Sampling finds A good sequence. Beam search aims for THE highest-probability sequence. Used in machine translation, code completion, and structured outputs. Slower than greedy but more thorough. The math: maintain top-K partial sequences instead of one.
The procedure
def beam_search(model, prompt, K=5, max_len=100):
beams = [(prompt, 0.0)] # (sequence, log_prob)
for _ in range(max_len):
candidates = []
for seq, lp in beams:
logits = model(seq)[-1]
log_probs = log_softmax(logits)
for token, tp in topK(log_probs, K):
candidates.append((seq+[token], lp+tp))
beams = topK(candidates, K, key=lambda x: x[1])

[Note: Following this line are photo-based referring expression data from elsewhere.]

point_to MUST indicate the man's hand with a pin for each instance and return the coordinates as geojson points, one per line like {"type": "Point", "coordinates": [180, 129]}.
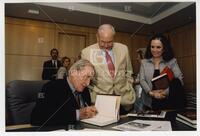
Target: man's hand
{"type": "Point", "coordinates": [88, 112]}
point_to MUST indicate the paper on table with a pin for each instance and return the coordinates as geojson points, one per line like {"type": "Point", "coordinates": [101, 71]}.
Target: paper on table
{"type": "Point", "coordinates": [108, 110]}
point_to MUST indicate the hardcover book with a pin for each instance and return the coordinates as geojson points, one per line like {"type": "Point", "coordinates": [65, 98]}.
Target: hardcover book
{"type": "Point", "coordinates": [169, 73]}
{"type": "Point", "coordinates": [148, 114]}
{"type": "Point", "coordinates": [161, 81]}
{"type": "Point", "coordinates": [108, 110]}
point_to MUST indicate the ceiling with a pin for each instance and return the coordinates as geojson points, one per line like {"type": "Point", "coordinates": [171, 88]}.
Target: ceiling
{"type": "Point", "coordinates": [135, 18]}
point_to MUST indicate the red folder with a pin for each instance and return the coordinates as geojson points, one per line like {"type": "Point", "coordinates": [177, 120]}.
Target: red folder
{"type": "Point", "coordinates": [169, 72]}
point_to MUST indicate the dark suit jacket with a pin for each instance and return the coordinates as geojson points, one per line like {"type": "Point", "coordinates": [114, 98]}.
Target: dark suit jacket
{"type": "Point", "coordinates": [49, 72]}
{"type": "Point", "coordinates": [56, 104]}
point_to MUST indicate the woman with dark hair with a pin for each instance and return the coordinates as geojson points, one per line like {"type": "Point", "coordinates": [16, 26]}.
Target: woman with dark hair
{"type": "Point", "coordinates": [159, 56]}
{"type": "Point", "coordinates": [63, 70]}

if all(seq[-1] == EOS for seq, _ in beams): break
return beams[0][0]At each step: extend each beam by K candidates. Keep top K total. Final answer: the highest-scoring complete sequence. K is the beam width — typical 4-10.

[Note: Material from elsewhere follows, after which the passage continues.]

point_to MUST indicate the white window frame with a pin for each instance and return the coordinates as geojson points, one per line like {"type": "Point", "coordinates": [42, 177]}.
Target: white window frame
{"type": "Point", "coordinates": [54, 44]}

Log probabilities not probabilities
Probabilities multiply; log probabilities add. Adding is numerically stable; multiplying tiny floats vanishes. Always work in log-probability space for any search over sequences.
Length normalization
# Without normalization: short sequences win unfairly
# (more steps = more negative log probs added)
#
# Standard: score = log_prob / length^α
# α typically 0.6-0.7 for translationWithout length penalty, beam search prefers short outputs. Common fix: normalize by length raised to a power. Less needed for chat where EOS naturally ends things; critical for translation, summarization.
Speed cost
Beam K: K× slower than greedy (must batch K hypotheses through model). Memory: K× KV caches. Skips sampling diversity. Right for: tasks where 'the best' is well-defined. Wrong for: chat (loses creativity), free-form generation.
Modern picture
Beam search dominated 2014-2020 for translation, summarization. Now: sampling + temperature is preferred for most LLM use cases. Beam search remains for: machine translation production (NMT), structured code generation (some implementations), constrained generation.